Best buddies directors, ambassadors and special education teachers all worked together to create the Pre-Employment Training program for Best Buddies International.

Laura Anderson, News Editor

Out of over 2,000 school chapters nationwide, Algonquin was chosen by Best Buddies as the first school in the country to launch the new Pre-Employment Training program for Best Buddies International.

The new program will help transition students with intellectual and developmental disabilities into full-time paid employment.

Best Buddies is a volunteer mission that is made up of four pillars that work towards supporting diversity and inclusion. Algonquin has a chapter in the School Friendship pillar already and now is involved in the Integrated Employment pillar through the new program.

“It’s a way for our members who are buddies, individuals with intellectual [and developmental] disabilities, to become involved with Best Buddies on another level,” Algonquin Best Buddies co-adviser and special education teacher Caitlin Hynes said. “Right now they have the friendship portion, but then this gives them the opportunity to become involved in one of the other pillars [of Best Buddies].”

At the end of March, Best Buddies representatives Katie Brydon, Sheri Dean and Heidi Kalinowski came to visit the students and teachers involved with the program.

Currently the Pre-Employment Training program is in the pilot phase at Algonquin, but the organization is looking to launch it throughout Central Massachusetts first, then all of Massachusetts and eventually nationally.

“[The Pre-Employment Training Program] is something that we as an organization have looked to and wanted for at least 25 years, and being able to have a school that so openly and willingly explores this with us, invests in their students the way that Algonquin does, and provides that long term support investment is huge,” Director of National Programs for Best Buddies International Katie Brydon said.

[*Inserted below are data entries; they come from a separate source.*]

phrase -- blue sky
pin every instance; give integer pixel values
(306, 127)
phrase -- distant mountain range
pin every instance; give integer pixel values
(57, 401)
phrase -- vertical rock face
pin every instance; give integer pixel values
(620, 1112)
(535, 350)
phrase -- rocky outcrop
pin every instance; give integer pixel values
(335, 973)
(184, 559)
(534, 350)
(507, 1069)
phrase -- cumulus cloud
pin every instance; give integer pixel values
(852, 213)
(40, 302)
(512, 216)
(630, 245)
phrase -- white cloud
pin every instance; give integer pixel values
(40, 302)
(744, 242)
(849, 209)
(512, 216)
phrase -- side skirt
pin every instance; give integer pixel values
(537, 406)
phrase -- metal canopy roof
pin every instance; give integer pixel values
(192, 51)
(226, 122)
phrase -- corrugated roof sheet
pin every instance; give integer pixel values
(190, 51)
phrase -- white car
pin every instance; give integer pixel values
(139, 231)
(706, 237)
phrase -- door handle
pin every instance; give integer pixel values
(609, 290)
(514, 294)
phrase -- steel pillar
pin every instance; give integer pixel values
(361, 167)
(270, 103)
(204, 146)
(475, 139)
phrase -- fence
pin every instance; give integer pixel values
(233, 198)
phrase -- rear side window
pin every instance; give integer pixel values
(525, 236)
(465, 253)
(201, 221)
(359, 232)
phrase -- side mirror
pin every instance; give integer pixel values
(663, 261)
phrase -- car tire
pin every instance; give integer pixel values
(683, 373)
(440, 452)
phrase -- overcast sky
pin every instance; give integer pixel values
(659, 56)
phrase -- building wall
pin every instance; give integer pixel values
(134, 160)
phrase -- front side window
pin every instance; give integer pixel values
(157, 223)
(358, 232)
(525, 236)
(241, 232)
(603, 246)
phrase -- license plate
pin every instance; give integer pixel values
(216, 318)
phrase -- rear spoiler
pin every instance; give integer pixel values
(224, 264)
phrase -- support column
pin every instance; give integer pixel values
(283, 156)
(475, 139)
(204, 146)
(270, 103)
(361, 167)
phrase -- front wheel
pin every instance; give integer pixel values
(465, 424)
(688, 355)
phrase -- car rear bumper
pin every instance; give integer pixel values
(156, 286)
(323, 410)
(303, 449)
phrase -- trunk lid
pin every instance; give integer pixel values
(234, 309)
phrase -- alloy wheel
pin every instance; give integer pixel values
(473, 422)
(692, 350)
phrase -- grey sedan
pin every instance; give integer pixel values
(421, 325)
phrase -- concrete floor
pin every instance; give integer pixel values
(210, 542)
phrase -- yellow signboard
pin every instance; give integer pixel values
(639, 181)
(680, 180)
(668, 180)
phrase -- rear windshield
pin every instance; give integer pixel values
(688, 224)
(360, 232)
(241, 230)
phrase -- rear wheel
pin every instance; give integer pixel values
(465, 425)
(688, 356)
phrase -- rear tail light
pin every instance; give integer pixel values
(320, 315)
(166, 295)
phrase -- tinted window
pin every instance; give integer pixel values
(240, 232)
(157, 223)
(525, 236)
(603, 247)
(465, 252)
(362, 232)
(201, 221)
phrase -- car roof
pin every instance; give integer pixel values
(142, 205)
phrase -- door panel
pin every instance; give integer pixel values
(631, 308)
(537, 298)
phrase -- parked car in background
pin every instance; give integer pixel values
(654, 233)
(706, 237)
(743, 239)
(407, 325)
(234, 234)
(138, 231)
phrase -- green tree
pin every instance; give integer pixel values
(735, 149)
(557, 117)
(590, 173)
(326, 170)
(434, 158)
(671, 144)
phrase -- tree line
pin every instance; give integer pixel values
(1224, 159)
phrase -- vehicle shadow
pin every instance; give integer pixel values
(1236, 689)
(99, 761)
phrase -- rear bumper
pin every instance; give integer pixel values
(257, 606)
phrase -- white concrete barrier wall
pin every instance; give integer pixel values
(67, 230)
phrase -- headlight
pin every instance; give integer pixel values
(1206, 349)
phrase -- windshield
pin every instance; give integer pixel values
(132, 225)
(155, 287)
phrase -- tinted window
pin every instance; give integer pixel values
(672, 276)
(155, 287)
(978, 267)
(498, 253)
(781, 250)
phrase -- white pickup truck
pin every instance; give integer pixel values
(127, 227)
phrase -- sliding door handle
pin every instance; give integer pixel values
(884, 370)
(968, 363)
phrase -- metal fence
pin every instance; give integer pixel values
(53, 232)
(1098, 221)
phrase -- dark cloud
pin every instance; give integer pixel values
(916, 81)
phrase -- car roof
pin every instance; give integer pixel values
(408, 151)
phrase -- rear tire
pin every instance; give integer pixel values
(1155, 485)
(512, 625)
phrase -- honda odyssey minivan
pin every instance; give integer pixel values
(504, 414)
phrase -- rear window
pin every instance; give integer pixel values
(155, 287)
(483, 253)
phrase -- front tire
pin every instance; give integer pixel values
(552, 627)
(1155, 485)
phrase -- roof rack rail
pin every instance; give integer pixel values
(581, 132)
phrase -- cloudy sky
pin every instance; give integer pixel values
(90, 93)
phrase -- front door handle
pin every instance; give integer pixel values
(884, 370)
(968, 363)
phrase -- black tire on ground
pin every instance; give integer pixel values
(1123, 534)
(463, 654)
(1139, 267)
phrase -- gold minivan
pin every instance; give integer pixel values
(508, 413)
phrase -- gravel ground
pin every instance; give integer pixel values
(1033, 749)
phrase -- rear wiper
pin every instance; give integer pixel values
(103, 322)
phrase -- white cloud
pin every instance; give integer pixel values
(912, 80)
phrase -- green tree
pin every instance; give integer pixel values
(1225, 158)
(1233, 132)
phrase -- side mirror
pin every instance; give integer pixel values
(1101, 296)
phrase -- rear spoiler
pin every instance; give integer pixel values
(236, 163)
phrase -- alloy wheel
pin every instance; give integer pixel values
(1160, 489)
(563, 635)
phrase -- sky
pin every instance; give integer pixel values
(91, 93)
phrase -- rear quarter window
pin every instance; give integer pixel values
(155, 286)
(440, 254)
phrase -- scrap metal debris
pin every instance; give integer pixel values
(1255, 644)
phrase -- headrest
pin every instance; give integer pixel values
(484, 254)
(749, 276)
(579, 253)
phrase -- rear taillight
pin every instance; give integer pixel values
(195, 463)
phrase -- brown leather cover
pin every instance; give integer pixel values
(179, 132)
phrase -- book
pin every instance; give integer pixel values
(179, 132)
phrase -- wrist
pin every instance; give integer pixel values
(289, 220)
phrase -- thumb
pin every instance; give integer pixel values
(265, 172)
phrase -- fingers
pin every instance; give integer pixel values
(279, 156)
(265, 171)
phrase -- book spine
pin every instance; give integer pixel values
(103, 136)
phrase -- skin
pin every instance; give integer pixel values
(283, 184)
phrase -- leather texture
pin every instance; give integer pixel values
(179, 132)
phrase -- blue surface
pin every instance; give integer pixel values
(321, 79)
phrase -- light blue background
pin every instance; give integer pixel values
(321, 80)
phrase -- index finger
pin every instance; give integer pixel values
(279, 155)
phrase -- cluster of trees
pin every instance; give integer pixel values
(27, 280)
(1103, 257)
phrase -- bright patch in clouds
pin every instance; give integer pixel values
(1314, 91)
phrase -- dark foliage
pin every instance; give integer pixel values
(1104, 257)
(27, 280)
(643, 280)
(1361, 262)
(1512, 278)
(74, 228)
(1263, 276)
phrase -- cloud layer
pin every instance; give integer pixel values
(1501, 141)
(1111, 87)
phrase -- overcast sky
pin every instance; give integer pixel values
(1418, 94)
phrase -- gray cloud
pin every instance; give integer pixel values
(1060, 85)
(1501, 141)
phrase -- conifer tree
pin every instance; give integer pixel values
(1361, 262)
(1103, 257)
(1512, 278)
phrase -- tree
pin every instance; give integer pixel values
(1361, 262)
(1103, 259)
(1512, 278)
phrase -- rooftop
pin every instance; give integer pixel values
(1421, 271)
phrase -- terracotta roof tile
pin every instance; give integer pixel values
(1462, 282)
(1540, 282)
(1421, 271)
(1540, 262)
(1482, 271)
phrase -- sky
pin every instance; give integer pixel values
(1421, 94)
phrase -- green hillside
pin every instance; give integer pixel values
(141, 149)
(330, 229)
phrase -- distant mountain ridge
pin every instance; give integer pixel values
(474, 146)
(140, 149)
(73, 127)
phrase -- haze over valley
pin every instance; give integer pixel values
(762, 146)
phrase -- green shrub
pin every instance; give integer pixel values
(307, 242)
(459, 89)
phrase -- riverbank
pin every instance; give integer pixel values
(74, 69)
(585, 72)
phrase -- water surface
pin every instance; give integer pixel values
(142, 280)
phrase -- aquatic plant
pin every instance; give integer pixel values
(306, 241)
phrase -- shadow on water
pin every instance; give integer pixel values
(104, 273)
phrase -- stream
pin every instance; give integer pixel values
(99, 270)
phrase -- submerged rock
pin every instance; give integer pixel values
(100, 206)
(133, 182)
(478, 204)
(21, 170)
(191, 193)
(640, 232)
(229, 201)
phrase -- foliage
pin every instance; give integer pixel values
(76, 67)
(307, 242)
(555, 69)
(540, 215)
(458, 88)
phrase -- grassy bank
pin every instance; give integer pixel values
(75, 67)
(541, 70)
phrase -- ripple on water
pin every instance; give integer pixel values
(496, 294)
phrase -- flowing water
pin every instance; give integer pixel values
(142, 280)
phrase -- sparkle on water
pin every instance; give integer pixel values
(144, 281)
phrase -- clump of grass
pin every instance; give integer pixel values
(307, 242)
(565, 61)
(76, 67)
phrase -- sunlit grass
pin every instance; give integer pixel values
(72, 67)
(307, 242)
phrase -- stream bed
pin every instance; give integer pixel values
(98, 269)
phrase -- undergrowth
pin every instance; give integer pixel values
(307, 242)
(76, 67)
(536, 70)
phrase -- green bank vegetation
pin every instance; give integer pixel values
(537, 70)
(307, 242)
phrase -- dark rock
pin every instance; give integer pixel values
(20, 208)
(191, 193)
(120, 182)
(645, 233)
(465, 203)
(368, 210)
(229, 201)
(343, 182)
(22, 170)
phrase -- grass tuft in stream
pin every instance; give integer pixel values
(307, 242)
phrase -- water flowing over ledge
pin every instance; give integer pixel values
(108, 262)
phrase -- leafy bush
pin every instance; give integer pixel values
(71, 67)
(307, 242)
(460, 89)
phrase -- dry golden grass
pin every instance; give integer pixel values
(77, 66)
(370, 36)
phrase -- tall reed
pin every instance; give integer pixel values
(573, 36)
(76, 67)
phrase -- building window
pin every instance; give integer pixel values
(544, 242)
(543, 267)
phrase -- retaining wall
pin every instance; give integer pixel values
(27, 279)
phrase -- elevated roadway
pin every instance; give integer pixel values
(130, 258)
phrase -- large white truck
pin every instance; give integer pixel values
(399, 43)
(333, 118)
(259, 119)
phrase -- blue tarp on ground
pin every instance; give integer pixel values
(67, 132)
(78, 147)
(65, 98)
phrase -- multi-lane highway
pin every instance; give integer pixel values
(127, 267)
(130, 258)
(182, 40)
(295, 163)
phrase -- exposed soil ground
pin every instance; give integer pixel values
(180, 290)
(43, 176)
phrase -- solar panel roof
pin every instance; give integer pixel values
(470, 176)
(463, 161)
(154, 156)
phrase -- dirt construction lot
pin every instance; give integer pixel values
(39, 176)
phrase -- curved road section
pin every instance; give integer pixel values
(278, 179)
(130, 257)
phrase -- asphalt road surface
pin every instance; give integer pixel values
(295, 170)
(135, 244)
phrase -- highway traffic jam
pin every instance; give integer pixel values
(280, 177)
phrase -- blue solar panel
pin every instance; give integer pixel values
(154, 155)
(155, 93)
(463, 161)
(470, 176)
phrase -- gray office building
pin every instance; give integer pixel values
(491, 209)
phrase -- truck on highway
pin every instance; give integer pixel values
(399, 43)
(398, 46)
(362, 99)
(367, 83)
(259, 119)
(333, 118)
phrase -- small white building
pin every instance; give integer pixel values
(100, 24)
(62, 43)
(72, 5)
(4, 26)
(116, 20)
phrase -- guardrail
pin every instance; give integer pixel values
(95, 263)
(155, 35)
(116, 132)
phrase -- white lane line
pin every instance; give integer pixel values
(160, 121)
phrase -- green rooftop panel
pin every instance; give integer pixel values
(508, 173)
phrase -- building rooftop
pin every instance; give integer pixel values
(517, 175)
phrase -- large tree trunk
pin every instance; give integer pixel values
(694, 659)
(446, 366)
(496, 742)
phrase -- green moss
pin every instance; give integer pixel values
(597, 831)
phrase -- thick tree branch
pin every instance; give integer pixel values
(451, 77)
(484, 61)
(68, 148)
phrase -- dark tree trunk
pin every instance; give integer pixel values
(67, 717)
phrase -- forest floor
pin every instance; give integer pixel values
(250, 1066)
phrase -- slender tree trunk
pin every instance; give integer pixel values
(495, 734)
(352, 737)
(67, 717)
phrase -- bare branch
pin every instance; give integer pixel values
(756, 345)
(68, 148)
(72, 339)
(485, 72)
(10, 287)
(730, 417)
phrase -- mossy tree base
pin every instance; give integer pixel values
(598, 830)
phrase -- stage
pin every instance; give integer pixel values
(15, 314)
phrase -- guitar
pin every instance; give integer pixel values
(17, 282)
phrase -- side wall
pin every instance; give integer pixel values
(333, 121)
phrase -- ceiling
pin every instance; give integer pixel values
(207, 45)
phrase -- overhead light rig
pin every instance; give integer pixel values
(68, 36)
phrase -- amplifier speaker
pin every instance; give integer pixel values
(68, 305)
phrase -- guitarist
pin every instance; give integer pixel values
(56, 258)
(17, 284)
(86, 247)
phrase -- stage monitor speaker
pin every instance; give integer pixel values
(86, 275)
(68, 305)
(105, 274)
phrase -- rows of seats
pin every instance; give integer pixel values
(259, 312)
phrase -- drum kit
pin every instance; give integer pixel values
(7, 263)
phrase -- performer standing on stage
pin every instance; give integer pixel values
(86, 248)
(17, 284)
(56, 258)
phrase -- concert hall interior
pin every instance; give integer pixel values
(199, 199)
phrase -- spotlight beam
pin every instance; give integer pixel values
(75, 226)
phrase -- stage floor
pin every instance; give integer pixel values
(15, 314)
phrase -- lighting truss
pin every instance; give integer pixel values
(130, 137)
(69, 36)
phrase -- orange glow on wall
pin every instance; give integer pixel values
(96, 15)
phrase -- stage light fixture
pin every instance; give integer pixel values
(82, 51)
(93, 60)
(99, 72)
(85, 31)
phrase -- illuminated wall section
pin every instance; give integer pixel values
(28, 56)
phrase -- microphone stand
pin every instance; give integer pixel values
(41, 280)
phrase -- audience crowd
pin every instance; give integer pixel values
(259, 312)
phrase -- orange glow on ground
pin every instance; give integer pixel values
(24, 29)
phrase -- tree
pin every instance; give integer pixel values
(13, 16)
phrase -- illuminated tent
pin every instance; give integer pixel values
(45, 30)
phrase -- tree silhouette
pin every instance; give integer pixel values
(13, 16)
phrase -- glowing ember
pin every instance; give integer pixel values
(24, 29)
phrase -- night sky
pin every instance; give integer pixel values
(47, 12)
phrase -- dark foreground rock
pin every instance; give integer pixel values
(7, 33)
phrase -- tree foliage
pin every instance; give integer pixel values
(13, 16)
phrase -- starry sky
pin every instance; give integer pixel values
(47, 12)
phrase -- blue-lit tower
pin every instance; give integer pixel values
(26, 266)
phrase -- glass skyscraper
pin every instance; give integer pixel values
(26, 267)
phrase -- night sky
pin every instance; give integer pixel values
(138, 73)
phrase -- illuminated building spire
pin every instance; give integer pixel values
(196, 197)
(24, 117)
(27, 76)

This program will help promote Community Access Program (CAP) students’ work opportunities and help them build critical job skills. The goal is to increase the likelihood of long-term successful paid employment for these students.

“At this time it’s a collaboration of things we already do because the Community Access Program is about employment,” special education teacher Monique Cloutier said. “It’s about vocational [skills]. It’s about future transition, so they’re working on similar things and collaborating on pre-employment type skills.”

With the focus of the program being on the individual’s interests, skill sets and needs, the students are able to tailor their careers to themselves.

“The neat thing about this pre-employment training is that the entire purpose is to really individualize the job exploration path,” Brydon said.

Participants have gone into the community to community sites and investigated volunteer opportunities that are related to their interests. They are currently working at the sites and building their resumes.

“As students with [intellectual and developmental disabilities] become more involved in the community, it fosters an even bigger sense of inclusion,” Hynes said.

After a much anticipated launch of the program, both Algonquin and Best Buddies are thrilled about it.

“[Algonquin] has such a strong chapter, such an inclusive school environment, and we just knew that this would be the perfect place to launch our program,” Best Buddies Massachusetts Transition program manager Sheri Dean said.